Die Forschenden prognostizieren anhand einer Umfrage vom November unter rund 2000 Verbrauchern die Konsumstimmung für den Folgemonat. Die Menschen schätzen die Konjunktur sowie ihre künftigen Finanzen skeptischer ein und sind weniger bereit für größere Einkäufe. Stattdessen steigt die Sparneigung deutlich, und die Konsumenten legen wieder mehr Geld auf die hohe Kante. "Die letzten Wochen des Jahres enden mit einem deutlichen Rückschlag beim Konsumklima", sagte NIM-Konsumexperte Rolf Bürkl. Zudem sorgten sich die Menschen wieder mehr um den eigenen Arbeitsplatz. Gründe dafür seien der aus der Industrie gemeldete Stellenabbau und das Verlagern von Produktion ins Ausland.

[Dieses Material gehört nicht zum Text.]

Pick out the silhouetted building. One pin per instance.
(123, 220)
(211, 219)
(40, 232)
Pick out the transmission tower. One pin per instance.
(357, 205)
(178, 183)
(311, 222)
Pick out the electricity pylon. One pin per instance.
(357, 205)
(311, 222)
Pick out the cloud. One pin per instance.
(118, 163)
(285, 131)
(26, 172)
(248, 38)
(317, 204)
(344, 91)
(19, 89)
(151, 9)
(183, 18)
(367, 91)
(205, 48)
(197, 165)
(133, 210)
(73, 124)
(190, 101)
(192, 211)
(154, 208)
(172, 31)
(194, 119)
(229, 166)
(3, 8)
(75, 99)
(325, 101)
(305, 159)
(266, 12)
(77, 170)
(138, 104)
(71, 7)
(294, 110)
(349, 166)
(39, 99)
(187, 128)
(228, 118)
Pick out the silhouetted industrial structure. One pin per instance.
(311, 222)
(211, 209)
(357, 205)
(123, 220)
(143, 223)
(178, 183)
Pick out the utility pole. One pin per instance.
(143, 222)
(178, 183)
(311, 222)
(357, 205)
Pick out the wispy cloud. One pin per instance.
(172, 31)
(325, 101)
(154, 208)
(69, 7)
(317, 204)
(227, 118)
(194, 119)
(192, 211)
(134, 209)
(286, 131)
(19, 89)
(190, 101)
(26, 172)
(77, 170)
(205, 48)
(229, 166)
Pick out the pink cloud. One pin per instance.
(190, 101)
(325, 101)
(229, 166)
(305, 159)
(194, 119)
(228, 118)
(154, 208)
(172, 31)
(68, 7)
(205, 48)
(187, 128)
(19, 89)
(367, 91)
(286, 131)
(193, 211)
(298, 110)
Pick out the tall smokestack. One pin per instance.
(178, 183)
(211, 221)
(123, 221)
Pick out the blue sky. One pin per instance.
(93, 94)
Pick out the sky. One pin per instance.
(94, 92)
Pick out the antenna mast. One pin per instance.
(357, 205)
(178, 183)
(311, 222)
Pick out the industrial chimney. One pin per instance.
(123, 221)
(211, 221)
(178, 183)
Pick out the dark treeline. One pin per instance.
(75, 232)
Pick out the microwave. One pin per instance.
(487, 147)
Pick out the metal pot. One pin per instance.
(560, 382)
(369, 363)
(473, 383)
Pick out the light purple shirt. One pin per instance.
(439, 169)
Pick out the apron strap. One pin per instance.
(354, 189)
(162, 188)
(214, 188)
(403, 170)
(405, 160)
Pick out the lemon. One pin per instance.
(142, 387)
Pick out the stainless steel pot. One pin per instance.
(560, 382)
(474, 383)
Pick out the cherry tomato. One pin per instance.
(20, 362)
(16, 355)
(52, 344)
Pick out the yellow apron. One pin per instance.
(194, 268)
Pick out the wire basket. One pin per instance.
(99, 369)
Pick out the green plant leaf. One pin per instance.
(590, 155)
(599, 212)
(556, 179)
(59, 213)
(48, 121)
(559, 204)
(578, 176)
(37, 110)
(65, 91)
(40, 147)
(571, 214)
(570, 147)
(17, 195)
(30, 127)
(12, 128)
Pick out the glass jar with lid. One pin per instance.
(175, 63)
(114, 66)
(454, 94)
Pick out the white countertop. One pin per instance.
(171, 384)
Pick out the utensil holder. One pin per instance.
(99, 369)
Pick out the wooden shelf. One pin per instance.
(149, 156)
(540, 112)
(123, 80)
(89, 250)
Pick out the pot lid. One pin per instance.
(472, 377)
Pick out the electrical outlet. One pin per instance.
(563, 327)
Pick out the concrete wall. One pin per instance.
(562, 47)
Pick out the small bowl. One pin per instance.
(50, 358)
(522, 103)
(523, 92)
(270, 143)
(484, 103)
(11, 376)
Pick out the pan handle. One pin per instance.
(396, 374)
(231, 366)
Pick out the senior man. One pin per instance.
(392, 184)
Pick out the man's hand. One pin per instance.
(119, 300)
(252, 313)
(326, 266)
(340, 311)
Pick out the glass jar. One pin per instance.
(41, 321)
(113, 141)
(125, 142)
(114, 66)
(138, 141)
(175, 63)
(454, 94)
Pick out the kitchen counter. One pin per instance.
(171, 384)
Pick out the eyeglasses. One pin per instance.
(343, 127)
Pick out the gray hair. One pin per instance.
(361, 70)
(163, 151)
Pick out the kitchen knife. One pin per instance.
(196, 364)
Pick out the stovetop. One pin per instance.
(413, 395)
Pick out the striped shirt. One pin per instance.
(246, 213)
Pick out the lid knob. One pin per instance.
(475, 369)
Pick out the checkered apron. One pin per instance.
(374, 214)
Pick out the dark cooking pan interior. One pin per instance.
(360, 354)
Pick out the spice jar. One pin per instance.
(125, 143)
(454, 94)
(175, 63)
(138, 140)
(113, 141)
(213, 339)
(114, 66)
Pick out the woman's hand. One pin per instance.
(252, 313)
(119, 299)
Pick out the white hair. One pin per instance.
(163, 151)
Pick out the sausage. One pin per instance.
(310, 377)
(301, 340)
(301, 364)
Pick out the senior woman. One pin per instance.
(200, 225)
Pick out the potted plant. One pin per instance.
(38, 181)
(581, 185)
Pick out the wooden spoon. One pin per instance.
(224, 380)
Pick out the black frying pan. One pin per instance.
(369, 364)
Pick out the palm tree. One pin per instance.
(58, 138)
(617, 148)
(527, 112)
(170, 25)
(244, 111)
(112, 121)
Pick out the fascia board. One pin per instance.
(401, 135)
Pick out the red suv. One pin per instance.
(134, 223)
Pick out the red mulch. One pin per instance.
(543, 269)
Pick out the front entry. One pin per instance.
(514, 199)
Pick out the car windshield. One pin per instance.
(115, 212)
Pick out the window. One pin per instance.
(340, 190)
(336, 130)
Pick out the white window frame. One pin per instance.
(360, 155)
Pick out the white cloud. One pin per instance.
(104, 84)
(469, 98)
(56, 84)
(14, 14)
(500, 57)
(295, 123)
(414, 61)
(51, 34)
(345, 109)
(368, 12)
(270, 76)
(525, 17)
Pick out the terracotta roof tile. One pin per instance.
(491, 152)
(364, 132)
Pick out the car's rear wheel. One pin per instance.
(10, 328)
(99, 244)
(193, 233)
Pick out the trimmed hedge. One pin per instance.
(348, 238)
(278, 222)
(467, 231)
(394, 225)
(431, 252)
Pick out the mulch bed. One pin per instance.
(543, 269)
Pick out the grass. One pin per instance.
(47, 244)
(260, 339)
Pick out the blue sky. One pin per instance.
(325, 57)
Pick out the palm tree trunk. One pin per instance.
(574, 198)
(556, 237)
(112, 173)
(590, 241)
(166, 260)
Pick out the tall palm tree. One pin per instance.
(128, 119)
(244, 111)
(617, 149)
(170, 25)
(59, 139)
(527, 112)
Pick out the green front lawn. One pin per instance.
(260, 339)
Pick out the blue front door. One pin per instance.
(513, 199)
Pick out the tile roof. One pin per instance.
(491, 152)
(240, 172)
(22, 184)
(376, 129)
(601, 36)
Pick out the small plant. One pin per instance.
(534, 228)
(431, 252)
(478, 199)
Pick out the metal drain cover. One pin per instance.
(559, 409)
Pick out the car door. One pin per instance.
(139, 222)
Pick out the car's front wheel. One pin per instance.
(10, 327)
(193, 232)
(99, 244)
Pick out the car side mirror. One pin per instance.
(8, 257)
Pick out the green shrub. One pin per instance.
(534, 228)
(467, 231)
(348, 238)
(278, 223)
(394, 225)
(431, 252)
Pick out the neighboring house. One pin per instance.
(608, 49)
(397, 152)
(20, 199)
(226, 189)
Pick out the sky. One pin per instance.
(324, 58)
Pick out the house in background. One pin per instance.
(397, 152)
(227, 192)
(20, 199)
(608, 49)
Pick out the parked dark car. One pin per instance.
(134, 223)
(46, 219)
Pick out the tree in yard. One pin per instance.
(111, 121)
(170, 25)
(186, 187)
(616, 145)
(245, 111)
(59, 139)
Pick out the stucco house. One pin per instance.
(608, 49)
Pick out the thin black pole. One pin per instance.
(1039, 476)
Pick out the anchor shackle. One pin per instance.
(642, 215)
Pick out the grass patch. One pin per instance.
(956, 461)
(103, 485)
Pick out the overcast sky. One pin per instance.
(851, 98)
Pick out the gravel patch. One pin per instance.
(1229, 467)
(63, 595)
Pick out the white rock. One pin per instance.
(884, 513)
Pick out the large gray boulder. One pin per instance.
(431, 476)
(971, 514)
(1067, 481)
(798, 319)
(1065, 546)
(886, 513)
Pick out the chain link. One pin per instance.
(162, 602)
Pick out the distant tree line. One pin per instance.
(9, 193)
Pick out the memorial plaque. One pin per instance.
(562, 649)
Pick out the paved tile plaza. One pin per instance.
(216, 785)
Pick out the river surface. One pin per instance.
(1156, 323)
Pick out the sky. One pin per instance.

Der Einzelhandelsverband HDE rechnet im laufenden Weihnachtsgeschäft nur mit stagnierenden Umsätzen, da das Konsumklima nicht stabil sei. "Größere Ausschläge nach oben werden demnach ausbleiben", sagte HDE-Hauptgeschäftsführer Stefan Genth.
Auch für den aus den USA bekannten Aktionstag Black Friday erwartet der Verband nur Umsätze auf Vorjahresniveau. Am Freitag nach dem US-Feiertag Thanksgiving lockt der Einzelhandel traditionell mit großen Rabatten. Wie aus einer Umfrage des Digitalverbands Bitkom hervorgeht, planen Shopper im Schnitt für 282 Euro einzukaufen. "Männer greifen zum Black Friday mit durchschnittlich 324 Euro tiefer in die Tasche als Frauen mit 237 Euro." Demnach kennen 98 Prozent der Deutschen den Black Friday. Rund 59 Prozent wollen ihn dieses Jahr nutzen und das vor allem online.